I was doing some tests and I wonder if the script below is running asynchronously?

# python test.py  It took 1.3439464569091797 seconds.

31 (sites) x 1.34 = 41.54s - so it's a few seconds less but in theory it should take only as long as the longest request?

# python test.py  It took 28.129364728927612 seconds.

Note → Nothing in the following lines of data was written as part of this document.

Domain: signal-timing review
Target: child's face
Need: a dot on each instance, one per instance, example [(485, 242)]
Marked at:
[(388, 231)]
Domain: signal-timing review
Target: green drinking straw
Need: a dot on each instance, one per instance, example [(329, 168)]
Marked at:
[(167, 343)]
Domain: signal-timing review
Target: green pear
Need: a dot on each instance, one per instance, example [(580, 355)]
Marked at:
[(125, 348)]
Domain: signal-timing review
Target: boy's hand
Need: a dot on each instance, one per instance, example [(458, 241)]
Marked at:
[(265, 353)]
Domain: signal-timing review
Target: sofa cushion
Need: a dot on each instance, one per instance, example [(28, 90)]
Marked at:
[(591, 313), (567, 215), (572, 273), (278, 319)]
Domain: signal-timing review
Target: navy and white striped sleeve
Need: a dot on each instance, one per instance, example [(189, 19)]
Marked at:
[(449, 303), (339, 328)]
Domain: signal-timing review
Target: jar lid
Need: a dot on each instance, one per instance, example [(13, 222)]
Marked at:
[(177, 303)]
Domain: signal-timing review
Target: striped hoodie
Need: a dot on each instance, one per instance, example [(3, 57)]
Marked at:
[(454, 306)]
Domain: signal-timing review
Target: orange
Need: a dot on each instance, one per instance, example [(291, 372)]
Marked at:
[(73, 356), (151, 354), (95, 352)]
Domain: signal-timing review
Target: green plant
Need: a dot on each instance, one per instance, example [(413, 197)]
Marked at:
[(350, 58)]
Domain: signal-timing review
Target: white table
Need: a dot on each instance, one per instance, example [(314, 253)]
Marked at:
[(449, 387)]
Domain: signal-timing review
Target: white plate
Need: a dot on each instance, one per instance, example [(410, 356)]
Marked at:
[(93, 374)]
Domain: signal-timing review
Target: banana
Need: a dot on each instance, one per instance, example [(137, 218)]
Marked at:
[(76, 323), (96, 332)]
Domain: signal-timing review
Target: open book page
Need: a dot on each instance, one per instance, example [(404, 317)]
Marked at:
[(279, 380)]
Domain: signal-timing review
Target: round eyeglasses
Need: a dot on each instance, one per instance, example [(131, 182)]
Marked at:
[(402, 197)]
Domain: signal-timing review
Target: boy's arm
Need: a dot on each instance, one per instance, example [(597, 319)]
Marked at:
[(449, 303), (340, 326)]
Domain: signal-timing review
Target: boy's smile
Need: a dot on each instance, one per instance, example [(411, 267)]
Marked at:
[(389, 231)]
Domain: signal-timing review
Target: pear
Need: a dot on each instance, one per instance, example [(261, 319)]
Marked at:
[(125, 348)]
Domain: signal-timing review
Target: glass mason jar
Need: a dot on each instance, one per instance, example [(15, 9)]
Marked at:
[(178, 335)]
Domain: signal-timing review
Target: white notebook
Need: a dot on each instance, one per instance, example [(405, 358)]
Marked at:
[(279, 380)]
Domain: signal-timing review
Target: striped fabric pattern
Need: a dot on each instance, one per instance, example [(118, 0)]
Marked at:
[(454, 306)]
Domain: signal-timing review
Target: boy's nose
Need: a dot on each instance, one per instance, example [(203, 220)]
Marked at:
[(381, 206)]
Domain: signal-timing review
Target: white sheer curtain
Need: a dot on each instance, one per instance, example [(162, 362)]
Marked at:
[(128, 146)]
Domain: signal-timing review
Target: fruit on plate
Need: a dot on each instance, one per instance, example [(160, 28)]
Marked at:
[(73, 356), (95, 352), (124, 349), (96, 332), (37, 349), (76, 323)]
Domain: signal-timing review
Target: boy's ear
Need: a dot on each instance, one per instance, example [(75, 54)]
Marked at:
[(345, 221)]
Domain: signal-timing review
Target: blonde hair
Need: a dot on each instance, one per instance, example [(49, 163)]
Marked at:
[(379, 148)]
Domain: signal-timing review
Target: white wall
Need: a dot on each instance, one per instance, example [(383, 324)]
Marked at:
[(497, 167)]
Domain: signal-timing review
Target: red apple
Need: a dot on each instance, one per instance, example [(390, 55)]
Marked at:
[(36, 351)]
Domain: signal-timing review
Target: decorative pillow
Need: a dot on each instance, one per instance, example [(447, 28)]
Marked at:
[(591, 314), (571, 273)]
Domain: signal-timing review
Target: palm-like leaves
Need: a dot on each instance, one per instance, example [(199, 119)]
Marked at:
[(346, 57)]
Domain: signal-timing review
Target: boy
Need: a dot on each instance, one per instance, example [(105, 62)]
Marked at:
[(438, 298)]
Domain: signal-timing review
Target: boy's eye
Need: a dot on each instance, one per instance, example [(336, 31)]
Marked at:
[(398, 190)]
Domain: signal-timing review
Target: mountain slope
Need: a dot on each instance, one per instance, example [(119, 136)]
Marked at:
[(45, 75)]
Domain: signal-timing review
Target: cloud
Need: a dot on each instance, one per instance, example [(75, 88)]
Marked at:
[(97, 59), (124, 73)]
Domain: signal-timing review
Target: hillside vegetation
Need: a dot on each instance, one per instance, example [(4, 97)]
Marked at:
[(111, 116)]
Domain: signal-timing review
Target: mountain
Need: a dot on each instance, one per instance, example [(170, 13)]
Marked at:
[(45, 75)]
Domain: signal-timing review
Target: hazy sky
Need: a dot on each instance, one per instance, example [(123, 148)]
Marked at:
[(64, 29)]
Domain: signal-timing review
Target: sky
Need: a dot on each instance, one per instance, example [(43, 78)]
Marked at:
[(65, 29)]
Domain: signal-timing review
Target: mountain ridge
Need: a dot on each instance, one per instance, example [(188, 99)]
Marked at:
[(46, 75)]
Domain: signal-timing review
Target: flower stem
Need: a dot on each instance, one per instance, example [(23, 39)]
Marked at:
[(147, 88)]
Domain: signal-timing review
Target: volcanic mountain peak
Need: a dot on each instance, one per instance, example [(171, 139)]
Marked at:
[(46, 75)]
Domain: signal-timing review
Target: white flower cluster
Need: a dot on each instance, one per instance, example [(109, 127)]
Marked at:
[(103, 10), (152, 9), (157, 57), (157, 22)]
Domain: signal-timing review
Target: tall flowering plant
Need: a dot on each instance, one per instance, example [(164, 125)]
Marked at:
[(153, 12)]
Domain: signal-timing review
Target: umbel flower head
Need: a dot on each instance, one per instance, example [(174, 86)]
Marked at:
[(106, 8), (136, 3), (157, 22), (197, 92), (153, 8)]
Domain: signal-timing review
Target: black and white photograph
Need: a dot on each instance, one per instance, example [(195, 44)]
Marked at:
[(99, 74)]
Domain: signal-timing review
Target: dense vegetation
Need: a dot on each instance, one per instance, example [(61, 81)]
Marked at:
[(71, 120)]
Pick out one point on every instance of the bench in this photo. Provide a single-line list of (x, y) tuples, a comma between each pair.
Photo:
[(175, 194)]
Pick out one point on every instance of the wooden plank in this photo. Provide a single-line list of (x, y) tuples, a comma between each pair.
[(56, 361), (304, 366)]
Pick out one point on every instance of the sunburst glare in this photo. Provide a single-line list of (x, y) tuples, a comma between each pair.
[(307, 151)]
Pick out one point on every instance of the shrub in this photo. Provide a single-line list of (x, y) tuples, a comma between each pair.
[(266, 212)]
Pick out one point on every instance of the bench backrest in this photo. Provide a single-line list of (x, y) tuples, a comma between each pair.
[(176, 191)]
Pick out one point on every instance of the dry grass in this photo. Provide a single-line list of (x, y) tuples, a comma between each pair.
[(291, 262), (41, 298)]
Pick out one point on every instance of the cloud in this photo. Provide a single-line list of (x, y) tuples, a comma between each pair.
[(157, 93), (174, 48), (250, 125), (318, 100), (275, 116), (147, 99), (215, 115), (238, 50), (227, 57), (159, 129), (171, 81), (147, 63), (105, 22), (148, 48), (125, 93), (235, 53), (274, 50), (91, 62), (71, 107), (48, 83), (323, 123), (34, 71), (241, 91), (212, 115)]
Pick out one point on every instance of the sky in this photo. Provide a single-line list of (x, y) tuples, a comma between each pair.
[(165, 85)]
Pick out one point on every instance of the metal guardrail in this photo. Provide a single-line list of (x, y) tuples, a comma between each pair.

Perhaps opening a browser is not async here and I should use executor for this?

# cat test.py 
import asyncio
import time

from pyppeteer import launch
from urllib.parse import urlparse

WEBSITE_LIST = [
    'http://envato.com',
    'http://amazon.co.uk',
    'http://amazon.com',
    'http://facebook.com',
    'http://google.com',
    'http://google.fr',
    'http://google.es',
    'http://google.co.uk',
    'http://internet.org',
    'http://gmail.com',
    'http://stackoverflow.com',
    'http://github.com',
    'http://heroku.com',
    'http://djangoproject.com',
    'http://rubyonrails.org',
    'http://basecamp.com',
    'http://trello.com',
    'http://yiiframework.com',
    'http://shopify.com',
    'http://airbnb.com',
    'http://instagram.com',
    'http://snapchat.com',
    'http://youtube.com',
    'http://baidu.com',
    'http://yahoo.com',
    'http://live.com',
    'http://linkedin.com',
    'http://yandex.ru',
    'http://netflix.com',
    'http://wordpress.com',
    'http://bing.com',
]

start = time.time()

async def fetch(url):
    browser = await launch(headless=True, args=['--no-sandbox'])
    page = await browser.newPage()
    await page.goto(f'{url}', {'waitUntil': 'load'})
    await page.screenshot({'path': f'img/{urlparse(url)[1]}.png'})
    await browser.close()

async def run():
    tasks = []

    for url in WEBSITE_LIST:
        task = asyncio.ensure_future(fetch(url))
        tasks.append(task)

    responses = await asyncio.gather(*tasks)
    #print(responses)

#asyncio.get_event_loop().run_until_complete(fetch('http://yahoo.com'))
loop = asyncio.get_event_loop()
future = asyncio.ensure_future(run())
loop.run_until_complete(future)

print(f'It took {time.time()-start} seconds.')

回答1:


According to pyppeteer source code, it is using subprocess without pipes to manage Chromium processes, and websockets to communicate, therefore it is async.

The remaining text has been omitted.